Any notice provided hereunder shall be sufficiently given when sent by
registered or certified mail to the party required to be served with such
notice, at the following address: if to the Trust, at 0000 Xxxxxx Xxxx Xxxxx,
Xxxxxxxx Xxxx, Xxxxxxxx 00000, Attn: Xxxx X. Xxxxxxx; and if to Ultimus, at 000
Xxxxxxxx Xxxxx, Xxxxx 000, Xxxxxxxxxx, Xxxx 00000, Attn: Xxxxxx X. Xxxxxx; or at
such other address as such party may from time to time specify in writing to the
other party pursuant to this Section.
12. GOVERNING LAW.
This Agreement shall be construed in accordance with the laws of the State
of Ohio without giving effect to the provisions thereof relating to conflicts of
law. To the extent that the applicable laws of the State of Ohio, or any of the
provisions herein, conflict with the applicable provisions of the 1940 Act, the
latter shall control.
13. LIMITATION OF LIABILITY.
A copy of the Declaration of Trust of the Trust is on file with the
Secretary of the State of Ohio, and notice is hereby given that this instrument
is executed on behalf of the Board of Trustees of the Trust and not individually
and that the obligations of this instrument are not binding upon any of the
Trustees, officers or shareholders individually but are binding only upon the
assets and property of the Trust, and Ultimus shall look only to the assets of
the Trust for the satisfaction of such obligations.
4
IN WITNESS WHEREOF, the parties hereto have caused this Agreement to be
duly executed all as of the day and year first above written.
HUSSMAN INVESTMENT TRUST
By: /s/ Xxxx X. Xxxxxxx
---------------------------------------
Title: President
ULTIMUS FUND SOLUTIONS, LLC
By: /s/ Xxxxxx X. Xxxxxx
---------------------------------------
Title: President
5
SCHEDULE A
TO THE AGREEMENT BETWEEN
HUSSMAN INVESTMENT TRUST
AND
ULTIMUS FUND SOLUTIONS, LLC
FEES AND EXPENSES
-----------------
Ultimus shall receive the fees described below. Such fees are computed and
payable monthly.
BASE FEE:
$750 per month for a single series of the Trust.

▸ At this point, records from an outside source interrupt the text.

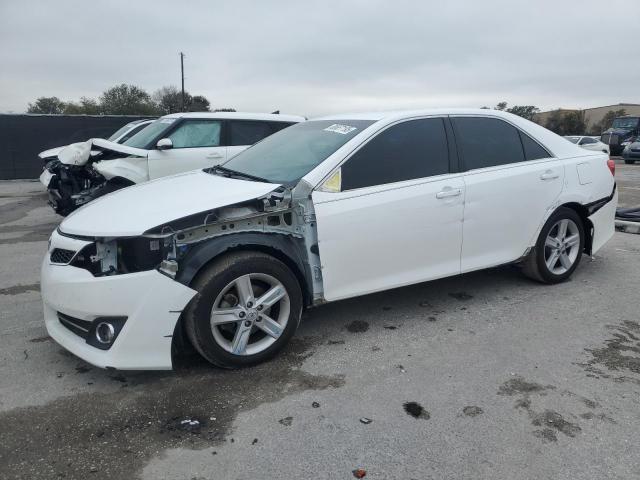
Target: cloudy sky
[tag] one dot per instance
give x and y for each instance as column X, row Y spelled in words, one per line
column 318, row 57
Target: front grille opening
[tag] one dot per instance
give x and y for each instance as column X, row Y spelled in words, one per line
column 60, row 255
column 77, row 326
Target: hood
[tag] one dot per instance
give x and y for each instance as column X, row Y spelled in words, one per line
column 138, row 208
column 79, row 153
column 52, row 152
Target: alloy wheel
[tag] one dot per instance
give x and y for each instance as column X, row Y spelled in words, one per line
column 562, row 245
column 250, row 314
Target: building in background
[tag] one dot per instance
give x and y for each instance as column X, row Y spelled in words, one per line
column 593, row 117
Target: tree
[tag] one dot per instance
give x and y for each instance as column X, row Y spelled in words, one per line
column 86, row 106
column 524, row 111
column 199, row 104
column 49, row 105
column 566, row 122
column 168, row 99
column 126, row 99
column 607, row 121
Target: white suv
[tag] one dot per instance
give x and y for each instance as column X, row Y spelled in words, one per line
column 172, row 144
column 324, row 210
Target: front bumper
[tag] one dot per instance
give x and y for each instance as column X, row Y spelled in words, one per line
column 151, row 301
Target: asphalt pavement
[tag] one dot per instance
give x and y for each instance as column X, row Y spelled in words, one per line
column 481, row 376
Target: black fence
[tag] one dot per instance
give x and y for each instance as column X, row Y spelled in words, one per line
column 22, row 137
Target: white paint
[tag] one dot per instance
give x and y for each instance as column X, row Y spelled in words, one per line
column 138, row 208
column 388, row 236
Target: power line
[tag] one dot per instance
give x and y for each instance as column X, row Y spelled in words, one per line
column 182, row 76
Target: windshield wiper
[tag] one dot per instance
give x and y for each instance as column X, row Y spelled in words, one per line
column 234, row 173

Each additional series increases the base fee by $250 per month.
ASSET-BASED FEE:
The first $100 million of net assets is included in the base fee.
..005% per annum (1/2 basis point) on average net assets from $100 million to
$500 million
..0025% per annum (1/4 basis point) on average net assets from $500 million to $1
billion
..00125% (1/8 basis point) per annum on average net assets above $1 billion
OUT-OF-POCKET EXPENSES:
The fees set forth above shall be in addition to the payment of reasonable
out-of-pocket expenses, as provided for in Section 3 of this Agreement.